Julie Deane OBE, founder and CEO of the Cambridge Satchel Company, has published the results of her independent review of UK self-employment and has called on government to make 10 key changes to recognise “the economic potential of the self-employed”.

Commissioned by David Cameron last year, the review calls for additional support to help the UK’s 4.6 million self-employed people and looks to better understand the challenges faced by freelancers and self-employed people.

As part of the research, Deane conducted interviews with self-employed people through an online survey and said she held “extensive discussions with every part of the sector”; “not just tech start-ups but farmers, construction workers, taxi drivers, hairdressers and artists”.

In an interview with Startups.co.uk in November last year, Deane explained that self-employment had “changed her life” and shared how she had turned an idea conjured up at her kitchen table with £600 savings into a £13m global company.

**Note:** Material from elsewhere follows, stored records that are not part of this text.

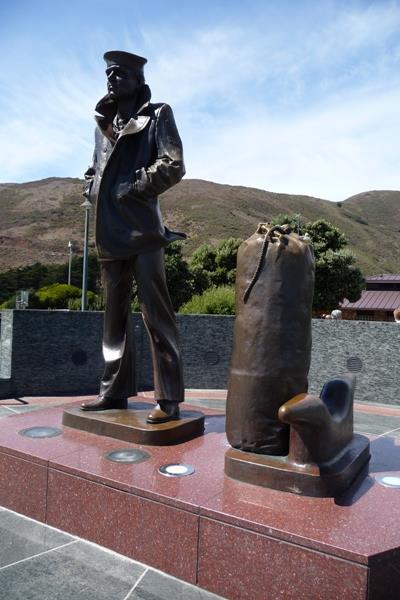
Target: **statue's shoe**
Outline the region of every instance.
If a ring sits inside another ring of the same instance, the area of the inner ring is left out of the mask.
[[[147,416],[148,423],[167,423],[176,421],[179,416],[178,402],[159,402]]]
[[[81,410],[112,410],[116,408],[128,408],[128,399],[99,396],[93,402],[83,402],[81,404]]]

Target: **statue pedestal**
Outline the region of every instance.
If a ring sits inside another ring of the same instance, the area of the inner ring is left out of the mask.
[[[358,434],[326,463],[311,462],[309,456],[293,450],[294,444],[289,456],[270,456],[231,448],[225,453],[225,473],[239,481],[283,492],[335,497],[350,486],[370,458],[369,440]]]
[[[50,408],[43,398],[41,410],[0,419],[1,506],[230,600],[398,600],[399,407],[359,407],[374,419],[370,475],[333,499],[226,477],[220,410],[204,408],[205,435],[142,447],[62,427],[65,403],[87,399],[64,398]],[[207,405],[204,391],[198,399]],[[152,405],[141,397],[132,406]],[[59,435],[21,435],[32,427],[58,428]],[[107,458],[135,448],[148,459]],[[189,464],[195,472],[165,477],[165,464]]]
[[[176,444],[204,432],[204,415],[199,411],[183,410],[180,419],[157,425],[146,422],[148,414],[149,406],[104,411],[68,408],[64,410],[62,423],[81,431],[150,446]]]

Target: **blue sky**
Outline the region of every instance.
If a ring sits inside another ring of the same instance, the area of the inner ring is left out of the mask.
[[[400,189],[400,0],[3,0],[0,181],[82,176],[112,49],[148,58],[187,177]]]

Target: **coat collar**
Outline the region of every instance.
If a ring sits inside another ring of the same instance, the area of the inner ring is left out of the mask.
[[[140,89],[137,106],[139,107],[136,111],[136,115],[132,117],[124,129],[121,131],[119,137],[122,135],[128,135],[133,133],[138,133],[142,129],[144,129],[147,123],[150,120],[149,116],[146,116],[146,109],[150,104],[151,91],[148,85],[144,84]],[[96,122],[104,135],[107,137],[112,137],[112,122],[117,114],[117,104],[114,100],[111,100],[109,95],[107,94],[96,105],[95,115]],[[143,114],[144,113],[144,114]]]
[[[131,119],[129,119],[125,127],[119,132],[118,138],[122,137],[123,135],[139,133],[139,131],[142,131],[142,129],[146,127],[149,121],[150,117],[145,115],[138,115],[137,117],[132,117]]]

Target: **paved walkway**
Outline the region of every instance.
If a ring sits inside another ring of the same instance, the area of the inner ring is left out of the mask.
[[[0,600],[219,598],[0,507]]]

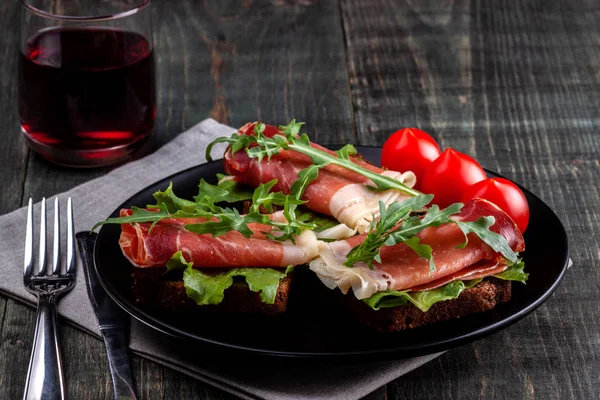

Deane’s 10 recommendations, which the government will now consider, include:

  1. Better education and skills training to prepare young people for the role which self-employment might play in their future.
  2. Improved access to advice and support, including the potential development of a central web portal for the self-employed.
  3. More flexible finance solutions such as mortgages, pensions and insurance.
  4. “Equal treatment and recognition” from the government for the self-employed. This would include extending the level of maternity allowance provided to the self-employed in the first six weeks to bring it in line with statutory maternity pay and a new ‘adoption allowance’ for self-employed adopters.
  5. Better legal definition of self-employment – Deane has asked for a simple, single definition for tax and employment law so as to avoid confusion.
  6. Improved self-employment legislation and administration.
  7. Impact assessments for the self-employed.
  8. A closer look at resolving tax issues for self-employed people and the “administrative burden” this tax brings.
  9. Increased accessibility to shared work spaces across the country; local libraries and community spaces should adapt under-utilised space into shared office space.
  10. Trade and professional organisations need to advocate new technology and software for the self-employed to their members.

Deane commented: “With record numbers representing 15% of the workforce and growing, the self-employed is a diverse and important sector. Having long been part of this group I wanted my recommendations to be both practical and impactful. I believe I have accomplished that.”

On the recommendations, the prime minister added:

“Up and down the country there are millions of hard-working self-employed people and I want to make sure they get all the support and security they need to achieve their ambitions.

“We’re already helping with tax allowances, start-up support and with our ongoing commitment to cutting red tape, and given Julie Deane’s experience of starting her own successful business, she was the ideal person to shine more light on the needs of self-employed people.

“I’d like to thank Deane for her hard work in delivering this review, and her wide-ranging recommendations will be carefully considered.”